Parmi les sources qu'elle a consultées dans les délais fixés, la Direction des recherches a trouvé peu d'information sur le lévirat, particulièrement dans le groupe ethnique peul.

1. Fréquence du lévirat et du sororat

Selon INTACT, une organisation sans but lucratif belge fondée en 2009 qui « vise à devenir un "lieu de référence" sur les questions juridiques » liées aux pratiques traditionnelles comme les mutilations génitales féminines et les mariages forcés (INTACT s.d.), le sororat consiste à obliger une fille à « "remplacer" sa sœur [décédée] auprès de son mari » et le lévirat consiste à « obliger le frère du mari défunt à le "remplacer" auprès de son épouse » (ibid. 10 oct. 2012).

Le lévirat et le sororat figurent parmi les pratiques traditionnelles de la Guinée qui ont toujours cours (Nations Unies mars 2012, 62; FeDDAF janv. 2013; CI-AF 26 juin 2013). Au cours d'un entretien téléphonique avec la Direction des recherches le 26 juin 2013, un représentant du Comité Inter-Africain sur les pratiques traditionnelles néfastes (CI-AF), a affirmé que le lévirat est une pratique répandue en Guinée et que celui-ci est « ancré dans les moeurs » (ibid.). De plus, il a ajouté que le sororat est également répandu au pays puisque ces pratiques sont généralement interreliées (ibid.).

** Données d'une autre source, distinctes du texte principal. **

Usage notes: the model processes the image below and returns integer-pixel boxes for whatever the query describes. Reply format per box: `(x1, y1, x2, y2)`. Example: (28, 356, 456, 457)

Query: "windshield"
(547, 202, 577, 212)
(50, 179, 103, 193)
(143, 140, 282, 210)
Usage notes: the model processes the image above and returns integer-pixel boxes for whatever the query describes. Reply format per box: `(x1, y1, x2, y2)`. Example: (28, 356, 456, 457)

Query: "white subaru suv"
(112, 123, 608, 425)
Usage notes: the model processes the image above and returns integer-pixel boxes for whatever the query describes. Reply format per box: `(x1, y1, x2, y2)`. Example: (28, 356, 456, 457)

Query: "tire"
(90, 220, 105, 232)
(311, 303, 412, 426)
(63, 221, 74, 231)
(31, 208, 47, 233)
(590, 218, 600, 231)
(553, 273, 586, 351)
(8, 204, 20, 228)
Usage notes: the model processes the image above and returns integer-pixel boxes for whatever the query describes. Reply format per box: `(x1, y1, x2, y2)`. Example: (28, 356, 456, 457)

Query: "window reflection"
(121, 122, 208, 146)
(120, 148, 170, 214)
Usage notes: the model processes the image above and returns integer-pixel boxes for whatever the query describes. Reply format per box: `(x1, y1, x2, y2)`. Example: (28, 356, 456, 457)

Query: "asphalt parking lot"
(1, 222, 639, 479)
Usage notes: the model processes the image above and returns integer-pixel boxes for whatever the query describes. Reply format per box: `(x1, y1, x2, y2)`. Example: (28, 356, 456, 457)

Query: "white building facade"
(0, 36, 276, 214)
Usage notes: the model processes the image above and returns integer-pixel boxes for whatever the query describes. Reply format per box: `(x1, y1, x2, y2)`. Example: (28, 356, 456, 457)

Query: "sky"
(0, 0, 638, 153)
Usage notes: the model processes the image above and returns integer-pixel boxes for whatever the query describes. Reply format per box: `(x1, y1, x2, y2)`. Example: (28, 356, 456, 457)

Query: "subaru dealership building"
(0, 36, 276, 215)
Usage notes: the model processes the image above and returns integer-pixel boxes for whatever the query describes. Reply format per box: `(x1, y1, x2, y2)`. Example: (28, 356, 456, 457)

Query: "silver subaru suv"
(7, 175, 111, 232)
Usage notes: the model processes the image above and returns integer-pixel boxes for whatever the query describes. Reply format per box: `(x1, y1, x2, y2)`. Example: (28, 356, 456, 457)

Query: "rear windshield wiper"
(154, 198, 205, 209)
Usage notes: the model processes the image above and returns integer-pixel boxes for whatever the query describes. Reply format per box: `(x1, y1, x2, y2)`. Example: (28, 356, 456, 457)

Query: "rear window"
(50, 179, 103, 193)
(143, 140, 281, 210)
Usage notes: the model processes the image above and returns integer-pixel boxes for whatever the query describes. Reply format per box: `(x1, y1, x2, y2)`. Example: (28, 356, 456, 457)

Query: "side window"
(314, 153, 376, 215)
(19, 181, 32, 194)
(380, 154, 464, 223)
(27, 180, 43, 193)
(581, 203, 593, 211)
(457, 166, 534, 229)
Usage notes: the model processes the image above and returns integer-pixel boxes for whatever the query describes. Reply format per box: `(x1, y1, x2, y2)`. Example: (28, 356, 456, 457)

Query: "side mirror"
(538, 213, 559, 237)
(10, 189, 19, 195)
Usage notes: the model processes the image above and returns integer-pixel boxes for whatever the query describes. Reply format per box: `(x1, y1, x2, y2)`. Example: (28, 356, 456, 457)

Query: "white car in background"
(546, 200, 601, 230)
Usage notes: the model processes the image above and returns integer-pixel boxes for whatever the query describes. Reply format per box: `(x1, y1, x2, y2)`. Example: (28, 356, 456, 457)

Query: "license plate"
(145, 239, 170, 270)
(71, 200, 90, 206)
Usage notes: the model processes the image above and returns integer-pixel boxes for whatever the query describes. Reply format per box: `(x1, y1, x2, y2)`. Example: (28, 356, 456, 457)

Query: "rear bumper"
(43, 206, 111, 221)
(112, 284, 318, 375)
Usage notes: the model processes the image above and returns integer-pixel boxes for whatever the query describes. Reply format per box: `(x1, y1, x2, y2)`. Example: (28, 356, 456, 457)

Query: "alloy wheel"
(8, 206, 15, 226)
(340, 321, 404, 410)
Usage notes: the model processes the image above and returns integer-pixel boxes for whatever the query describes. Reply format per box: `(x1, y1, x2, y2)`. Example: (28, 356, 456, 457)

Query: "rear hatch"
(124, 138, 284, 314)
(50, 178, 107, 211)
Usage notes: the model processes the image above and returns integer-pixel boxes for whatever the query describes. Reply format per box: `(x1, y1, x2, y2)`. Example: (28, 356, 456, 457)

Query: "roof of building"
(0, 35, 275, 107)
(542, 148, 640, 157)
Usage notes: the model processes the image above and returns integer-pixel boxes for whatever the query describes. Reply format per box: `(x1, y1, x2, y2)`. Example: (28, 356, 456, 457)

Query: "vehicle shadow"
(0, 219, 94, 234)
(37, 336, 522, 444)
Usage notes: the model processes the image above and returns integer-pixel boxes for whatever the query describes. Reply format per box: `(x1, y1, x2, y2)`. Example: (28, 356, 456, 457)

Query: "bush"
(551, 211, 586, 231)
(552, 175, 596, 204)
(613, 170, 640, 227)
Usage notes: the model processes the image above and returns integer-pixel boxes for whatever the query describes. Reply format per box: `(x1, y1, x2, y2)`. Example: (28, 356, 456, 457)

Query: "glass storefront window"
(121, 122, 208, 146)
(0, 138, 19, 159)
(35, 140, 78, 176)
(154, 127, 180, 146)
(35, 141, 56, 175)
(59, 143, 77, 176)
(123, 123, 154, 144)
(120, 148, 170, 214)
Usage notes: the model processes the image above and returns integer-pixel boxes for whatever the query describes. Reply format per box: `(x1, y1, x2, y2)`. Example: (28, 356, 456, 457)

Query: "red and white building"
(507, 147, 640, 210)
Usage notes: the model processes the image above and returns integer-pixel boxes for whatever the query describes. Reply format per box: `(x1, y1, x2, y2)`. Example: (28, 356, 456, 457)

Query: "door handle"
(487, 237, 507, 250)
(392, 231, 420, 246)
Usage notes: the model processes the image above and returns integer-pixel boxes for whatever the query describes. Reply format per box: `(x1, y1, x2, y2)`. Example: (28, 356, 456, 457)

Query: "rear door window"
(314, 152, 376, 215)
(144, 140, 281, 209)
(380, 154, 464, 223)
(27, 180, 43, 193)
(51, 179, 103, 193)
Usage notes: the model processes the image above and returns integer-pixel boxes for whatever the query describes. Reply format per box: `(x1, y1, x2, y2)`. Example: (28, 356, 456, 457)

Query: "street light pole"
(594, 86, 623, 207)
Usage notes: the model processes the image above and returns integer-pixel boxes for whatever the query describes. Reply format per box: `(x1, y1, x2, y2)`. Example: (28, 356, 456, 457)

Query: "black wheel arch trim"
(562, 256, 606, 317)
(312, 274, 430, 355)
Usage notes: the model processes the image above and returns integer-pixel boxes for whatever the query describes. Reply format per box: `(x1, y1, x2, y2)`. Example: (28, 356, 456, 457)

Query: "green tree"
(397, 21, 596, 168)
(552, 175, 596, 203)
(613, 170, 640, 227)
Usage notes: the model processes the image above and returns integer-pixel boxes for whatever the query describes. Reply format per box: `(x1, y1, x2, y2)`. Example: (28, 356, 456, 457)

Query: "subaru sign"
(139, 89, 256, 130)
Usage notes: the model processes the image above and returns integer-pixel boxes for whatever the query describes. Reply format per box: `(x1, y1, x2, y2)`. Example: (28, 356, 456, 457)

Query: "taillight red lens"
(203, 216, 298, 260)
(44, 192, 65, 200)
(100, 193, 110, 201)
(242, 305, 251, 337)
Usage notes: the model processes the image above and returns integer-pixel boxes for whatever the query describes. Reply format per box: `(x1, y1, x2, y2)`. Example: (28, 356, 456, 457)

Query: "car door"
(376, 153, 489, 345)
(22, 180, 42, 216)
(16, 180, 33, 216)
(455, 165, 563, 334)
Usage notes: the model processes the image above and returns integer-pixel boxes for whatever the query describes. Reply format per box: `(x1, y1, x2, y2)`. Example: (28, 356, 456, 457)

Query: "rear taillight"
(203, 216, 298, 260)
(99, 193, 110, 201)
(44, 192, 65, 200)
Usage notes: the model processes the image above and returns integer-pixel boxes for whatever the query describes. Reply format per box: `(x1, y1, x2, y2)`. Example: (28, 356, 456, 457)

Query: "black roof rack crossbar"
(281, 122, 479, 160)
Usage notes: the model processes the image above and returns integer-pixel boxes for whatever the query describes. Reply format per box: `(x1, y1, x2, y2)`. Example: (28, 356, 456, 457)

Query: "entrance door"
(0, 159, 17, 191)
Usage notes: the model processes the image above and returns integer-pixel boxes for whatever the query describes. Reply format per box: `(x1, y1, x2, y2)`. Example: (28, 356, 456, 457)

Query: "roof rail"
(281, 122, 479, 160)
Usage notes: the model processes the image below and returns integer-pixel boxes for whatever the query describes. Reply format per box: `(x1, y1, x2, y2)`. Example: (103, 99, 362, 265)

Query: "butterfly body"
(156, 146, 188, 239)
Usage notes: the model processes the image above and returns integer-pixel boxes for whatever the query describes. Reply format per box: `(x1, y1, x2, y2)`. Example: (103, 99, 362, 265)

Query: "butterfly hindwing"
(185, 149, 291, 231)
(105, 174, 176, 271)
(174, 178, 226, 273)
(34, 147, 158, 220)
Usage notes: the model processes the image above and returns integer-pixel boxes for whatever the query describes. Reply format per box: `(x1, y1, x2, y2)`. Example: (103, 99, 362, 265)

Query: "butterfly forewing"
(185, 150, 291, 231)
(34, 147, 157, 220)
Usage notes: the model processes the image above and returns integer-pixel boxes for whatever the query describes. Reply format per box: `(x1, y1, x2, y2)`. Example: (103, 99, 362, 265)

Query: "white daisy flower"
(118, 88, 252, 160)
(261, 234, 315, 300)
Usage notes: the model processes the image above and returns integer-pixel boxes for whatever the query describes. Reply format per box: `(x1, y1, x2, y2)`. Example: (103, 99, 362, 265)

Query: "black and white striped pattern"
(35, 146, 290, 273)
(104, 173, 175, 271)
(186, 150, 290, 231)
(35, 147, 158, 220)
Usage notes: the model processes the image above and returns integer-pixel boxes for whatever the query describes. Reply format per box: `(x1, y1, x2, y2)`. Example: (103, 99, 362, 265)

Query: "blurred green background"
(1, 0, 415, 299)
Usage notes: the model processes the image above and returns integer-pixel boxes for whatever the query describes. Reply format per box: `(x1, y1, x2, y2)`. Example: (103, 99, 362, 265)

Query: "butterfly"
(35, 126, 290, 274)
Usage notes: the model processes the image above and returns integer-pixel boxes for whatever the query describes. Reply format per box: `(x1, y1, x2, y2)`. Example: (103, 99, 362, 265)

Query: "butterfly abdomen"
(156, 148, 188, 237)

Le représentant du CI-AF a aussi précisé que le lévirat est pratiqué chez le groupe ethnique peul (ibid.). Dans une communication écrite envoyée à la Direction des recherches le 1er juillet 2013, le représentant de l'Agency for Cooperation and Research in Development (ACORD) en Guinée, une ONG qui travaille dans une dizaine de pays africains [traduction] « avec les communautés sur les moyens de subsistance et de souveraineté alimentaire, le VIH et le sida, et le renforcement de la paix et des droits des femmes » (ACORD s.d.), a signalé de son côté que les deux groupes ethniques qui pratiquent le lévirat en Guinée sont les Peuls et les Malinkés (ibid. 1er juill. 2013).

2. Refus du lévirat

Le représentant du CI-AF a signalé que le refus d'une femme de se marier avec le frère de son mari défunt est considéré comme une « honte » pour la famille (CI-AF 26 juin 2013). Dans un tel cas, le représentant a précisé que la famille exerce une « forte pression » sur la femme afin de la faire changer d'avis (ibid.). Le représentant de l'ACORD en Guinée a également fait état, chez les Peuls, de cette pression en expliquant que les arguments utilisés sont liés à l'éducation et à l'intégration sociale des enfants ainsi qu'à « la gestion des richesses » laissées par le mari (ACORD 1er juill. 2013). Toutefois, il a signalé que, dans certains cas, « des familles font tout pour que la femme quitte le foyer pour s'approprier des biens laissés par le défunt » (ibid.). Il a ajouté que, généralement, ce sont les femmes plus scolarisées qui refusent la pratique du lévirat (ibid.).

Le représentant du CI-AF a signalé que, lorsqu'une femme refuse de se remarier, un « différend » peut se former entre elle et sa famille (CI-AF 26 juin 2013). Il a précisé que, en conséquence, elle peut être battue par les membres de sa famille (ibid.). Il a expliqué que les trois situations possibles, dans le cas du refus du lévirat, sont les suivantes :

  1. La femme refuse de se remarier : la famille s'unit et décide de l'exclure temporairement ou définitivement. La durée de l'exclusion peut varier si une personne, généralement très proche de la famille, décide « d'arranger la situation » en permettant le dialogue entre les deux parties;
  2. La femme refuse de se remarier et certains membres de sa famille soutiennent sa décision : cela provoque une fracture au sein de la famille. La femme peut être menacée d'exclusion. Si sa mère se retrouve parmi les membres qui la soutiennent, cette dernière peut également être menacée de divorce et d'exclusion;
  3. La femme refuse de se remarier et cette dernière est complètement soutenue par famille : le remariage n'a pas lieu et la femme retourne vivre dans sa famille (ibid.).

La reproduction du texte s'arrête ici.